Constructors are starting to incorporate certain habits into their projects on site. But looking at the issue of indoor air quality in its entirety, there is still a long way to go from a building construction, refurbishment and management perspective.
“IAQ still tends to be forgotten in discussions surrounding public health. It’s interesting to note that we use the term ‘pollution’ for outdoor air – to highlight the issue and mobilise public opinion – and ‘quality’ for indoor air. It still focuses too much on individual responsibility (good practices). But what about more political issues such as industrial policy, spatial justice and social standards?” points out Chloé Voisin Bormuth at La Fabrique de la Cité.
Innovation at all levels
A large number of companies have developed services or techniques aimed at improving indoor air quality.
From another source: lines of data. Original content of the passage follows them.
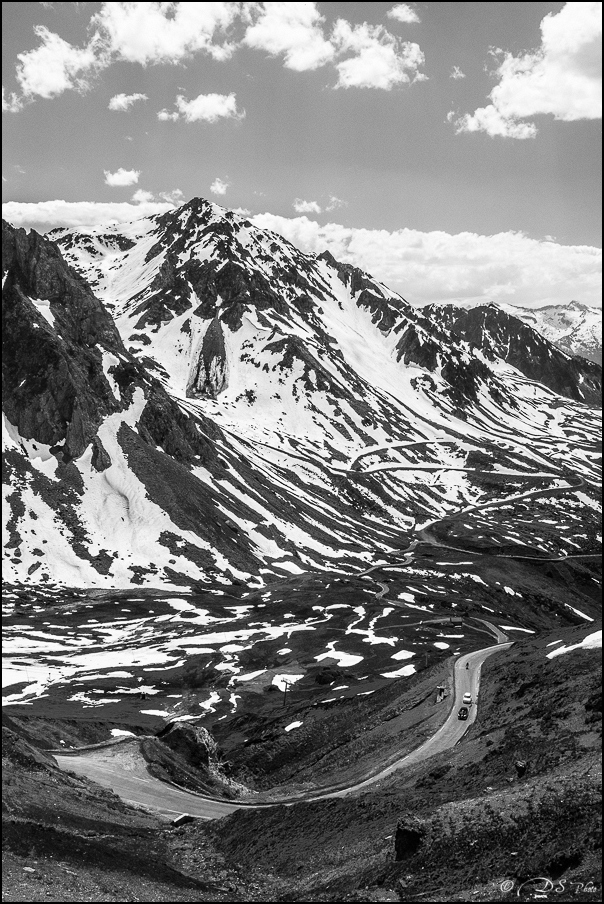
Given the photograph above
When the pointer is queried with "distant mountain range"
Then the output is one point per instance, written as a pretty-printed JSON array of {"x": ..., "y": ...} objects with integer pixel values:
[
  {"x": 575, "y": 328},
  {"x": 187, "y": 398}
]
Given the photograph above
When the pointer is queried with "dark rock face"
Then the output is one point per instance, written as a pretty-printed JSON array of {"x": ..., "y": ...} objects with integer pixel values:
[
  {"x": 100, "y": 457},
  {"x": 194, "y": 744},
  {"x": 410, "y": 831},
  {"x": 54, "y": 389},
  {"x": 500, "y": 335},
  {"x": 209, "y": 371}
]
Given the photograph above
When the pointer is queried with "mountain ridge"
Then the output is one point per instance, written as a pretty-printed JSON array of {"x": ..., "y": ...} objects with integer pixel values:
[{"x": 229, "y": 383}]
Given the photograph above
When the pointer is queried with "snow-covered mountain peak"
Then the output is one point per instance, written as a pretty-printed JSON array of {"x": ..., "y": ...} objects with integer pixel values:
[{"x": 221, "y": 406}]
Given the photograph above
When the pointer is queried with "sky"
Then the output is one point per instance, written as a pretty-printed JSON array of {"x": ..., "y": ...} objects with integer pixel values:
[{"x": 453, "y": 150}]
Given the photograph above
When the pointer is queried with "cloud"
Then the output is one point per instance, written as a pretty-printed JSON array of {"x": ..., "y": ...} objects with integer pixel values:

AirCool (Air Liquide). A turnkey purified air supply service for industrial and commercial property, AirCool connects to new or existing HVAC (heating, ventilation and air conditioning) systems, providing centralised air purification for the whole building on a loop. The model is based on sensors, linked to a cloud interface, which remotely monitor the IAQ of an entire housing stock.
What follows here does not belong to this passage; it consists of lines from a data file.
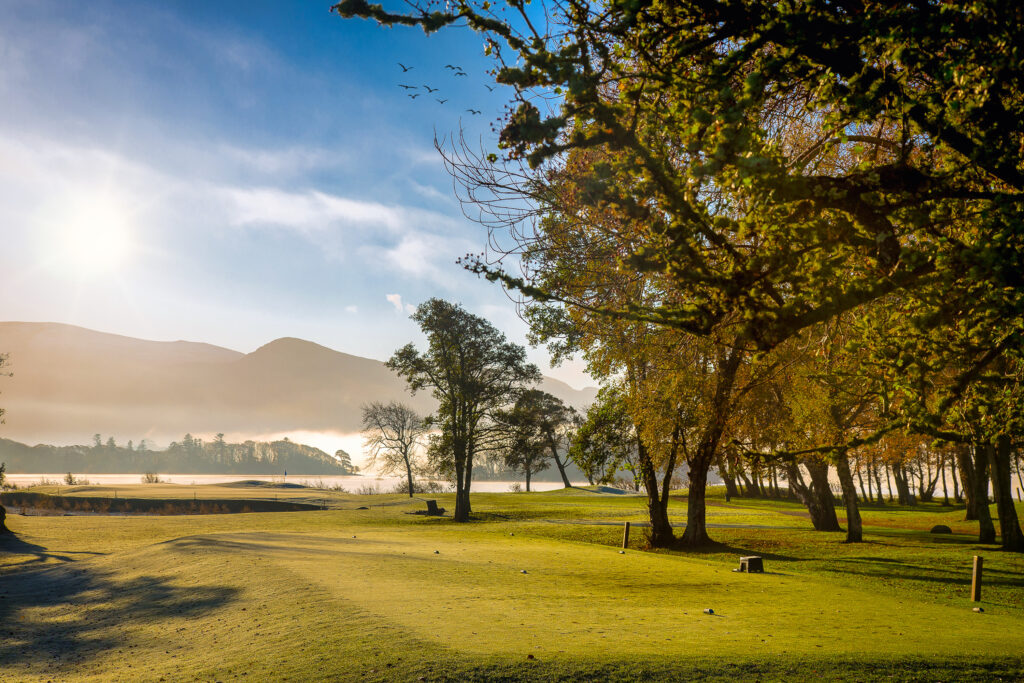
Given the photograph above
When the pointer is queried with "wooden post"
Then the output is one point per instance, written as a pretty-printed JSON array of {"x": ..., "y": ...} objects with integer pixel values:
[{"x": 976, "y": 580}]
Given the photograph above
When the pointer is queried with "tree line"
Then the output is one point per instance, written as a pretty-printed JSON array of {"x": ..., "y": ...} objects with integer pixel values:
[{"x": 785, "y": 238}]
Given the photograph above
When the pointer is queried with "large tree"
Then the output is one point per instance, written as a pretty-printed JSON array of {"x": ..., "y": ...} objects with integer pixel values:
[
  {"x": 781, "y": 164},
  {"x": 536, "y": 433},
  {"x": 472, "y": 371},
  {"x": 392, "y": 433}
]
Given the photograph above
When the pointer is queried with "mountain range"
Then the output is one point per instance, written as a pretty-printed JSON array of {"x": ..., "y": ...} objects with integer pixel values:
[{"x": 68, "y": 383}]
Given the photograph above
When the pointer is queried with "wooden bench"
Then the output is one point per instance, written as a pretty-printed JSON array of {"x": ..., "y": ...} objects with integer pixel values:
[{"x": 752, "y": 563}]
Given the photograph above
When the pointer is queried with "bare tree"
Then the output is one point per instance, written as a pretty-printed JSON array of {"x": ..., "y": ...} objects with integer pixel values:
[{"x": 392, "y": 432}]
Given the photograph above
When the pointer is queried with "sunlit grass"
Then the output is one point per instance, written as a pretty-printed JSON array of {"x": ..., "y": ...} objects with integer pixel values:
[{"x": 274, "y": 595}]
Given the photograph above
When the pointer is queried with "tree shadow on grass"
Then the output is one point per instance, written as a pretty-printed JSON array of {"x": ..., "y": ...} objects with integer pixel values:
[
  {"x": 52, "y": 619},
  {"x": 718, "y": 549},
  {"x": 9, "y": 543}
]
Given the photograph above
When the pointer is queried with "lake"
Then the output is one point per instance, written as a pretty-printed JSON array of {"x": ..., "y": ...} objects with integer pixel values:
[{"x": 352, "y": 483}]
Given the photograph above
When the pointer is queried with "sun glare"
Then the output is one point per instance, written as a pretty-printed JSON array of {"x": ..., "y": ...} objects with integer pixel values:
[{"x": 94, "y": 237}]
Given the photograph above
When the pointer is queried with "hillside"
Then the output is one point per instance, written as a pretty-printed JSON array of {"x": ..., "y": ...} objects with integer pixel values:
[{"x": 70, "y": 383}]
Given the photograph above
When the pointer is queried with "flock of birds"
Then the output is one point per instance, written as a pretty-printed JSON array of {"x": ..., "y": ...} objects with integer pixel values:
[{"x": 456, "y": 72}]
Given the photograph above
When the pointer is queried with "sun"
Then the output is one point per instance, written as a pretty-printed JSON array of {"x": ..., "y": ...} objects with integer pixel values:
[{"x": 94, "y": 237}]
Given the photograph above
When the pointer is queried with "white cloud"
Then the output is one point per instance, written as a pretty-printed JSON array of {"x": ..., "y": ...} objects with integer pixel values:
[{"x": 306, "y": 212}]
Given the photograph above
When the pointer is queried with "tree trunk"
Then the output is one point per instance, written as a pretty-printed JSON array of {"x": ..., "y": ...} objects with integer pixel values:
[
  {"x": 561, "y": 470},
  {"x": 818, "y": 499},
  {"x": 854, "y": 528},
  {"x": 1010, "y": 526},
  {"x": 902, "y": 485},
  {"x": 864, "y": 495},
  {"x": 657, "y": 505},
  {"x": 696, "y": 511},
  {"x": 953, "y": 474},
  {"x": 942, "y": 475},
  {"x": 878, "y": 484},
  {"x": 749, "y": 486},
  {"x": 553, "y": 446},
  {"x": 730, "y": 481},
  {"x": 463, "y": 474},
  {"x": 986, "y": 530},
  {"x": 966, "y": 466}
]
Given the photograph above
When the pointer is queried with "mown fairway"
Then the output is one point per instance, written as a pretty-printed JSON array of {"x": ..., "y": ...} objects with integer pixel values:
[{"x": 363, "y": 595}]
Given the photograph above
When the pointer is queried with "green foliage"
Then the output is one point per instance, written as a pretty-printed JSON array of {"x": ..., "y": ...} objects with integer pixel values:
[
  {"x": 472, "y": 371},
  {"x": 895, "y": 609},
  {"x": 605, "y": 439}
]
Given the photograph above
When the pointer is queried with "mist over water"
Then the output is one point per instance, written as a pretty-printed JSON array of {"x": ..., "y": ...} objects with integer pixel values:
[{"x": 353, "y": 484}]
Hygro Healthbox (Renson). The Hygro Healthbox is a single-flow hygro-adjustable controlled mechanical ventilation (CMV) system which adjusts the exhaust airflow in 15 minutes. The airflow calibration technology is not located at the exhaust vent but towards the electronic control valves, which can incorporate a moisture, CO2 and VOC detector, on the central unit.
Label’Onip Clean’R (Onip). Label’Onip Clean’R is a range of depolluting paint designed to clean indoor air by absorbing and destroying molecules of formaldehyde in the air. EU Ecolabel-certified, the paint also includes an antibacterial function in its active ingredient.
ZAACK QAI (ZAACK). The ZAACK QAI solution uses IoT, deep learning and artificial intelligence-powered technologies to monitor air quality continuously and in real time, recommend the implementation of monitoring stations and corrective actions, anticipate deterioration in air quality and advise accordingly on predictive maintenance measures.
GreenFloor (VINCI Energies). The principle of GreenFloor, an active slab developed by VINCI Energies, is to use clean ventilation air to optimise the effects of thermal inertia. Air is used as a transfer medium to deliver heating or cooling to the concrete which acts as a radiant ceiling. While the system is aimed primarily at gaining space by incorporating the ducts and terminals located in the suspended ceilings into the slab, it also seeks to improve energy efficiency and air quality by means of a higher flowrate than the minimal regulatory airflow of 25m3/hour.